Oops - I think the roofers are back to pick up the rest of their stuff. Dog just went nuts!

Dagmar

BillBlueEyes
10-05-2012, 07:36 AM
My immediate challenge is to eat mindfully for a three day trip to visit my DW's mom. Snacks will be easier since my favorites won't be visible, but meals will be the typical extended family, long duration, multiple dessert extravaganzas. Fortunately, there'll be some young kids to distract from just eating.

bargoo
10-05-2012, 08:48 AM
Good luck on your trip, Bill. I know how those go, all the favorite foods come out, but you have a lot of determination and will come home unscathed, I am sure.

alinnell
10-05-2012, 09:10 AM
Pleasant surprise on the scale this morning. And frankly I gave up trying this week--too many home cooked meals to accurately count. But I guess the soup and salad last night was a good choice. That and walking the dogs.

Have a nice visit with your family, Bill.

ICUwishing
10-05-2012, 09:28 AM
pageta, "unphased" is the perfect word. :D I've had times when it took the scale a lot longer to recognize that I'd cut back than it did for my pants. It's not like quitting is an option, so what's left? As Krampus says, "Push on some more!" Maybe tomorrow's the big day for a significant drop - hoping for ya!
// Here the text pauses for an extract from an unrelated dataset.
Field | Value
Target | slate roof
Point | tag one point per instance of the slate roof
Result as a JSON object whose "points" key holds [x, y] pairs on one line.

michele, late dinners always screw up the scale for me the next day - 100%. A three-hour processing window before going to bed is mandatory. Another one of those little oddities that only something like journaling can reveal!

dagmar, I'm so glad you found a moment to soak up a bit of the fall beauty! There is nothing more glorious to me than a sugar maple that just looks like it's a roaring fire on a big stick. I doubt your dad's going to have any more inhibitions just because people are around. I suspect that the "censor" switch is the first thing to go in the brain at the end of life. One never knows - maybe he's had some sort of epiphany, or maybe he actually does have something important to say. That being said, you're perfectly within your rights to turn around and leave as soon as the first profane word is out of his mouth. Ugh, what a rough situation. :hug:

saef, your stew sounds outstanding! :drool: Very glad that the cat hasn't decided your territory is his, in that special way that cats do. :club:

bill, "mindfully" is as good as it gets! Little kids are often released from the table as soon as they're done, and *somebody* has to supervise, right? ;)

allison, yay for the drop!

I'm up this week over last, but only by a paltry 3oz. The weekend has a few challenges for me too - my bestest buddy/latent soul mate/old work colleague is coming out from Toronto for the weekend and I'll get to have dinner and a few brews with him tonight. Haven't seen him for, wow, probably close to two years - his wife died a few years back, he's been getting the house ready to sell, and I think he's got a new girlfriend. DS has a birthday sleepover to go to on Saturday; I'll have to stop and chitchat for that (another beer/2/3) ... more going on than usual. As Bill says, mindfulness will be the way to go. The ONLY way to go!